Dabei geht es um die Frage, ob massenweise Arbeitsvisa für Bürger afrikanischer und asiatischer Länder ausgestellt wurden und ob dies schneller ging, wenn die Antragsteller über Vermittler große Summen zahlten. Am Donnerstag hatte die polnische Generalstaatsanwaltschaft bekannt gegeben, dass sie gegen sieben Personen wegen des Verdachts ermittelt, sie hätten gegen Bezahlung die Vergabe von Arbeitsvisa beschleunigt. Drei Personen wurden festgenommen. Die Staatsanwaltschaft sprach von Unregelmäßigkeiten bei der Vergabe "mehrerer Hundert Arbeitsvisa" in mehreren arabischen Ländern sowie in Indien, den Philippinen, Singapur, Hongkong und Taiwan. Außenminister Rau sagte nun, es gehe bei den Ermittlungen der Staatsanwaltschaft um 200 Visa.
Berichte polnischer Medien und Angaben der Opposition deuten dagegen auf ein sehr viel größeres Ausmaß hin.

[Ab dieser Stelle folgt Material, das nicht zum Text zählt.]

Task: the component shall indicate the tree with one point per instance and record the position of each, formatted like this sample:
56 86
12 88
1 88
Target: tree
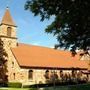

Oppositionsführer Donald Tusk von der liberalkonservativen Bürgerplattform (PO) nannte die Zahl von 250 000 Arbeitsvisa, die innerhalb von 30 Monaten in Afrika und Asien ausgestellt worden seien. Zwei Parlamentarier seiner Partei, die im Rahmen einer in Polen möglichen Abgeordnetenkontrolle Einblicke in Unterlagen des Außenministeriums nahmen, sprechen von 350 000 Visa.
Personelle Konsequenzen hinter den Kulissen gab es schon Ende August: Der für konsularische Angelegenheiten zuständige Vize-Außenminister Piotr Wawrzyk wurde entlassen und verschwand von der Wahlliste der PiS. Zur gleichen Zeit wurde seine Abteilung von der Antikorruptionsbehörde CBA durchsucht. Am Freitag sagte Justizminister Zbigniew Ziobro, Wawrzyk sei nach einem Selbstmordversuch in ein Krankenhaus eingeliefert worden. Nach Berichten polnischer Medien soll der Politiker der Drahtzieher hinter dem System der korrupten Visavergabe gewesen sein.
Die PiS-Regierung macht im Wahlkampf Stimmung gegen Migranten. Sie sperrt sich auch gegen den EU-Asylkompromiss, der eine verpflichtende Aufnahme von Flüchtlingen vorsieht.